Mongodb – How to we ensure security and integrity of data stored in MongoDB

mongodb

Since MongoDB lacks support of transactions how one can ensure consistency of data stored in MongoDB database?

Best Answer

You are mixing concepts here. Transactions are related to atomicity and guarantee that multiple operations are either executed as a whole or not at all.

Consistency, however is (simplified) the guarantee that after each successful transaction or operation applied, the database is in a a valid, usable state.

An example

Note This example is simplified for the sake of understandability.

Often people say that you can not use MongoDB for financial operations such as account balancing, since it lacks transactions. They could not be farer from the truth.

Take a simple example of two users, each with an account:

{
  _id:"act1",
  owner: "Foo Bar"
},
{
  _id: "act2",
  owner: "Bar Baz"
}

And now, we have a collection we call "transfers". Each of our accounts get $100.00 from an outside source:

db.transfers.insert({from:"Scroogey", to:"act1", amount: 100.00, date: new ISODate()})
db.transfers.insert({from:"Scroogey", to:"act2", amount: 100.00 , date: new ISODate()}})
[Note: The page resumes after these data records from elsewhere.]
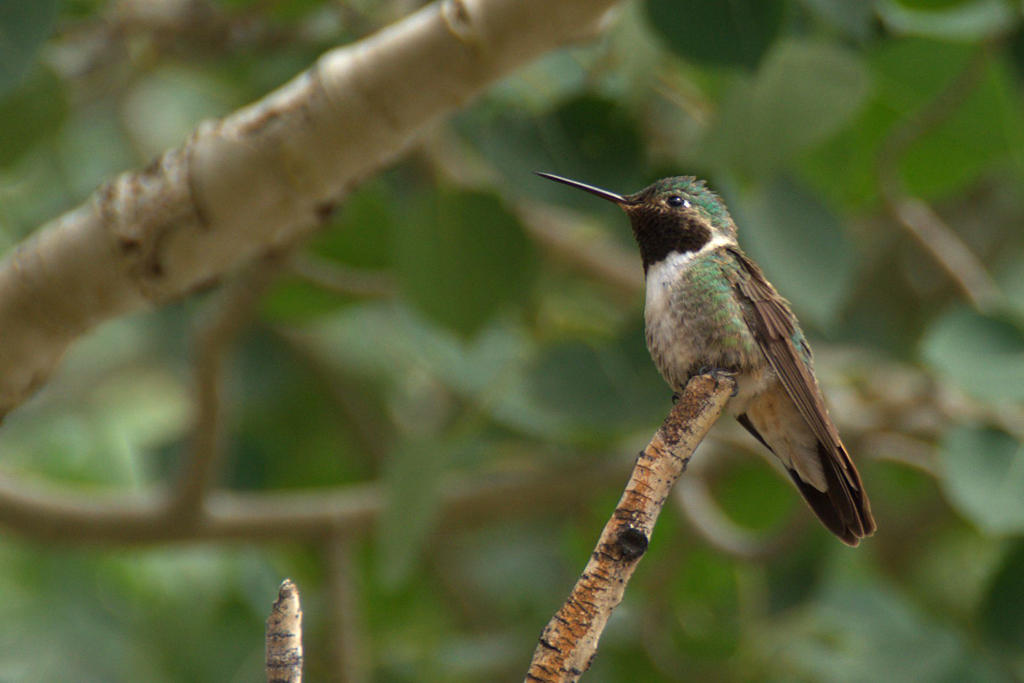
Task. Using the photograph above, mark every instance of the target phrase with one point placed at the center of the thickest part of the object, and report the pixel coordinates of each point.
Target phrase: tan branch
(347, 651)
(569, 641)
(260, 177)
(217, 333)
(925, 225)
(47, 513)
(342, 280)
(284, 637)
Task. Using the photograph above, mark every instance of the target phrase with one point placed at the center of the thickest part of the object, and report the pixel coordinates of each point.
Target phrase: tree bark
(261, 177)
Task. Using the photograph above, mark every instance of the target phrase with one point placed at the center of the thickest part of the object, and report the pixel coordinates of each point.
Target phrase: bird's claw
(718, 374)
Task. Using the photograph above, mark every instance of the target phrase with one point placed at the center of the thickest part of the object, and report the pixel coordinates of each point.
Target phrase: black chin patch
(659, 233)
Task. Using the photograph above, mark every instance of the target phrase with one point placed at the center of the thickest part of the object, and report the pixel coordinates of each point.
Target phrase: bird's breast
(693, 321)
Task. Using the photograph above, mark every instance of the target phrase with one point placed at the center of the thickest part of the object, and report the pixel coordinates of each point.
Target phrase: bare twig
(569, 641)
(230, 313)
(916, 216)
(284, 637)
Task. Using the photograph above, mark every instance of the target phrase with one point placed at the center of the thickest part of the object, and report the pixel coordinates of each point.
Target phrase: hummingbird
(710, 308)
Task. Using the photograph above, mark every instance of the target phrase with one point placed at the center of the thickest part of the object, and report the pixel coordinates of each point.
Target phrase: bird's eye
(675, 201)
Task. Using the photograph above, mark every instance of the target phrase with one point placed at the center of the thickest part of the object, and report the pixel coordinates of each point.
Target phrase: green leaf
(587, 137)
(982, 472)
(972, 20)
(801, 246)
(363, 232)
(24, 27)
(598, 389)
(412, 480)
(981, 353)
(464, 258)
(31, 114)
(1003, 607)
(852, 18)
(734, 33)
(982, 128)
(803, 93)
(860, 632)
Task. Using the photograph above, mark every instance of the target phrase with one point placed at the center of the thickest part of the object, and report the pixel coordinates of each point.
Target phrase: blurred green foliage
(485, 352)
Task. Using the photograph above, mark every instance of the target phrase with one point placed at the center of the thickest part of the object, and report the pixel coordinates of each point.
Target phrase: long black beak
(603, 194)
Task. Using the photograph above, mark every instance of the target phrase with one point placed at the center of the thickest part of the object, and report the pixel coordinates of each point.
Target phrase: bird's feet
(718, 374)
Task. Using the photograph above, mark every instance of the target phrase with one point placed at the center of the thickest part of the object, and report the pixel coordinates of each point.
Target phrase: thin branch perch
(284, 637)
(568, 643)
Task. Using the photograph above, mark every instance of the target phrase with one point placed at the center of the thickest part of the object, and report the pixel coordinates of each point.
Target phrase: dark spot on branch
(632, 543)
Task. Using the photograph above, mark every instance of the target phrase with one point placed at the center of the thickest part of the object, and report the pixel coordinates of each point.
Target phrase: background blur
(464, 321)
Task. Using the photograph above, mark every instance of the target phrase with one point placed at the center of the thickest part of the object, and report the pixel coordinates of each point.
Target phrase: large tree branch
(261, 176)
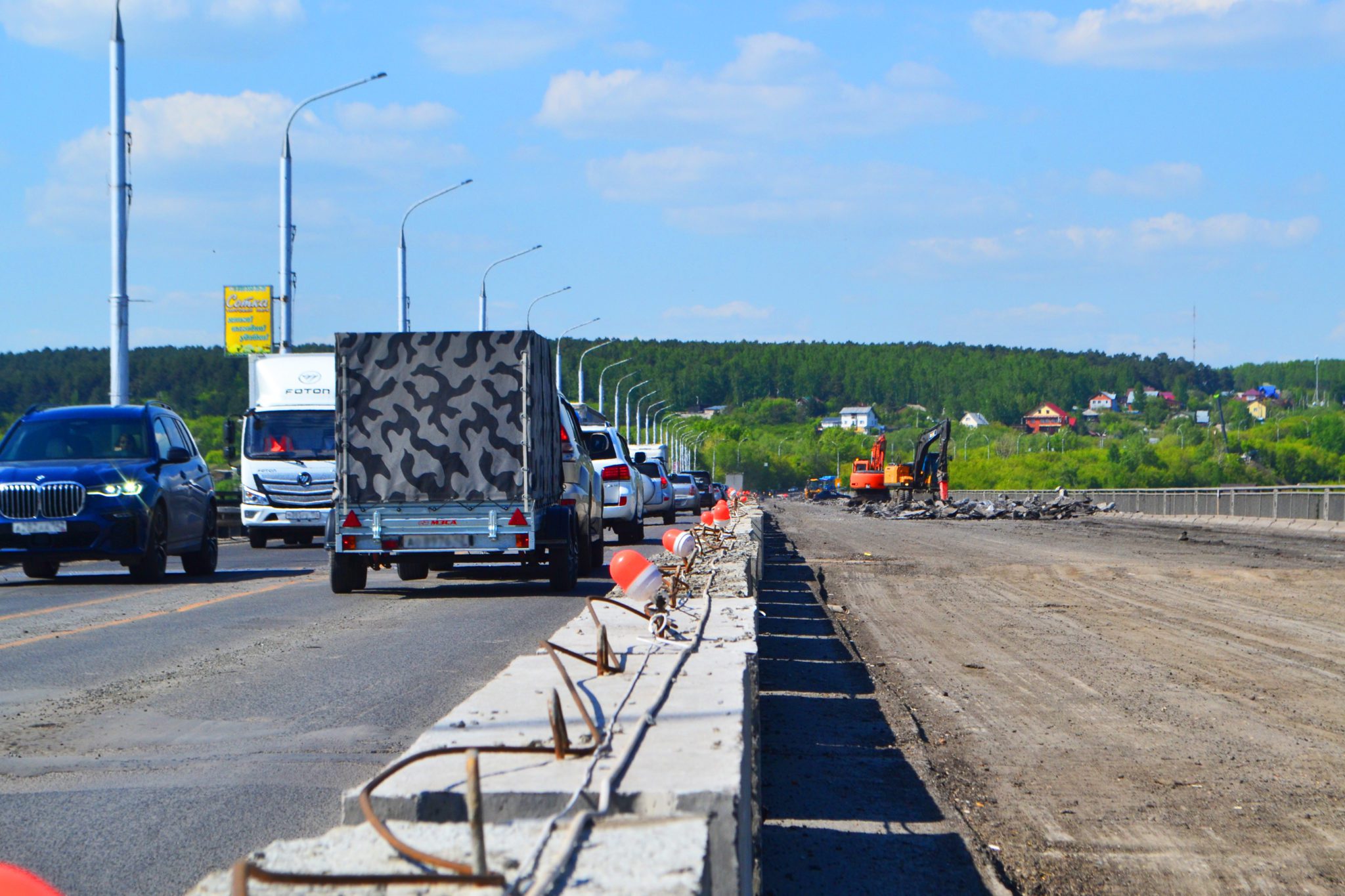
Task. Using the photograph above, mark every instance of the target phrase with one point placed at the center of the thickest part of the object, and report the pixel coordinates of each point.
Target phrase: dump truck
(449, 452)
Now, how do we get the balance of our two accounts? Say Foo Bar wants to check his balance. We have to do an aggregation for that:

db.transfers.aggregate([
  { $match:{ $or:[ { from:"act1" },{ to:"act1" } ]}},
  { $sort:{ date:1 }},
  { $group:{
    _id:"act1",
    balance:{
      $sum:{
        $cond:[
          { $eq: [ "$to", "act1" ] },
          "$amount",
          {$multiply:["$amount",-1]}
        ]}
      }
    }
  }
])

Which gives us the correct value when run against transfers:

{ "_id" : "act1", "balance" : 100 }

So far, so good. So how does this relate to atomicity and consistency?

In MongoDB, a write operation is atomic on the level of a single document, even if the operation modifies multiple embedded documents within a single document.

So if we insert a document into the transfers collection, we achieve what we want: atomic transfers from and to accounts. Say Foo Bar wants to send Bar Baz $20.25:

db.transfers.insert({from:"act1",to:"act2", amount: 20.25, date: new ISODate()})

Atomic and consistent. Now, if we run our aggregation again, we get the correct result:

{ "_id" : "act1", "balance" : 79.75 }

If Bar Baz checks his account

db.transfers.aggregate([
  { $match:{ $or:[ { from:"act2" },{ to:"act2" } ]}},
  { $sort:{ date:1 }},
  { $group:{
    _id:"act2",
    balance:{
      $sum:{
        $cond:[
          { $eq: [ "$to", "act2" ] },
          "$amount",
          {$multiply:["$amount",-1]}
        ]}
      }
    }
  }
])

he sees the correct value, too:

{ "_id" : "act2", "balance" : 120.25 }

We have an atomic system to do account balancing without transactions! And still we have a log of all transfers from and to an account which you need anyway. We just use it differently.

There is another way to do it

There is a way to achieve multi-document atomicity from the applications point of view, called Two-Phase-Commits.

Basically, it is an extension of the above. You'd have a transaction collection, in which pending operations are documented. Only if all operations are done successful, the transaction is marked as committed. There are various rollback scenarios. This is definetly more work than doing it like documented above, and should only be considered in case the data model can not be designed for the according use case. That would be the case when dealing with legacy systems, for example, in which you want to add features which would rely on transactions.

Basically you move the transaction logic from the DBMS to the application. This is not necessarily as disadvantage, since control over the various stages of a transaction which is supposed to be committed is much more granular.

Conclusion

As we have seen, there are not transactions. With careful data modeling and a bit of knowledge about the inner workings and tools provided by MongoDB, there is hardly any use case that can not be implemented with MongoDB. It might not be the best tool for any use case, however, and you should choose your persistence system carefully.

If you really need transactions, use the Two-Phase-Commit approach.